Medieval Jews lived from Spain to the Sahara, under the rule of either the Muslims or Christians. (From the destruction of the Second Temple in 70 AD until the founding of Israel in 1948, there was no autonomous Jewish state.) While some commonality of experience existed for Jews living in the domain of the crescent, where there was no separation of church and state; life for Jews under the cross varied as the separation of church and state, coupled with the absence of unified religious law regarding Jews, led to arbitrary application of policy and punishment.
Under Islam, Jews were governed by the Pact of Omar. This contract, established in the seventh century, required non-Muslims living under Muslim rule to abide by a host of discriminatory regulations, such as rising in the presence of a Muslim, dressing in distinctive garb, and (re) building synagogues only when absolutely necessary, and then constructing humble structures.
The Islamic Empire
The Islamic empire expanded and contracted during the Middle Ages to include significant Jewish communities, like Toledo, Grenada, Seville, Constantinople, Salonika, Baghdad, Cairo, and Jerusalem. Generally speaking, the Jews enjoyed security in these places, although occasional instances of persecution and violence erupted.
Spain serves as a useful, though by no means typical, example. Muslims invaded and conquered Andalusia (Spain) in 711. By the mid 8th century they had installed the Persian tradition of statecraft and social life, a strong army and centralized bureaucracy under the leadership of Abd al Rahman. Rahman and the opulent, tolerant rulers that followed him offered to elite Jews the opportunity for social and cultural achievement unprecedented in the medieval world. This was the “Golden Age” for Spanish, North African, and Egyptian Jews.

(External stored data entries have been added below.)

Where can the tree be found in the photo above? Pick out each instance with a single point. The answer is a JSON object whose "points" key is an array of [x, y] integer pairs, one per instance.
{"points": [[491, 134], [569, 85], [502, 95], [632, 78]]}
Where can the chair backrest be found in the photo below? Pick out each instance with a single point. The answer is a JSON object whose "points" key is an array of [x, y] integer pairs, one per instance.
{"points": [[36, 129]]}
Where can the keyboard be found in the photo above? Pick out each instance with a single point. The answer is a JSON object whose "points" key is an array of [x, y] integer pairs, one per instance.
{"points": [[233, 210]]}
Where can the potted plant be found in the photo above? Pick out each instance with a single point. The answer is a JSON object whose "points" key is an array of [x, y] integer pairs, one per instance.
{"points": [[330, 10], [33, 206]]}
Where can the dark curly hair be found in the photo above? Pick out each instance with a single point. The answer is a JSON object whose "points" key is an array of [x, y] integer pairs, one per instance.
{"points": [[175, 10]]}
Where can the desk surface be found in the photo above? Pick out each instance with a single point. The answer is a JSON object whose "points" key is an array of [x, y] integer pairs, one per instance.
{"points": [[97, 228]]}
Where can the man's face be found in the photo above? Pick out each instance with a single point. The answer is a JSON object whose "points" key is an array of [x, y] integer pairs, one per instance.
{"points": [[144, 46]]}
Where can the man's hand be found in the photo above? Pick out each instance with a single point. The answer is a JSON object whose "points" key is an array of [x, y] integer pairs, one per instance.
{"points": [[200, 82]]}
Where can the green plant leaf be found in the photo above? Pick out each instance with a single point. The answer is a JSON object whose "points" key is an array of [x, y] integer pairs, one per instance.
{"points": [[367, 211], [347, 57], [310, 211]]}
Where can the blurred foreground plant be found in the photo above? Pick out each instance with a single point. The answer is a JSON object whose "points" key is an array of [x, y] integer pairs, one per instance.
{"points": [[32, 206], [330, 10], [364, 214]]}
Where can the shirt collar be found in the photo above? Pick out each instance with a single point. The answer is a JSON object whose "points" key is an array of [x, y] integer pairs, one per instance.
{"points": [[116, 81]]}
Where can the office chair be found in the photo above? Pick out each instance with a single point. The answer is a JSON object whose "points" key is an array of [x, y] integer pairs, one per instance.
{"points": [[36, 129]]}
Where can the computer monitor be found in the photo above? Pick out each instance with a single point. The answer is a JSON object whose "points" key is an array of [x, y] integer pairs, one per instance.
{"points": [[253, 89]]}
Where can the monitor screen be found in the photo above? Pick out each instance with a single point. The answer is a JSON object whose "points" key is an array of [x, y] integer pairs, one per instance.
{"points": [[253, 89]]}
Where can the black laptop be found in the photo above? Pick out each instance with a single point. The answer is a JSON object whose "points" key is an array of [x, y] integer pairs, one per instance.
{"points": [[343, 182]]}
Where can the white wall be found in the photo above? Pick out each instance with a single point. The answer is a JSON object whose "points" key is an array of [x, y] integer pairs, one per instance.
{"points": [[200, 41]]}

However, the Golden Age began to crumble in 976 when Andalusia became engulfed in political stability over the question of succession; this disorder lead to Christian attempts to reconquer Spain. Tensions erupted in Grenada, where Samuel ibn Nagrela (993-1055/6) was a Jewish vizier to the court. A Hebrew poet and biblical commentator, he lead Grenada’s armies while wearing robes adorned with inscriptions from the Koran. Muslim leaders accused Jews like Nagrela of breaking the Pact of Omar by seizing excessive power. In 1066, Jewish prominence in many petty kingdoms was squashed and thousands of Jews were slaughtered in Grenada.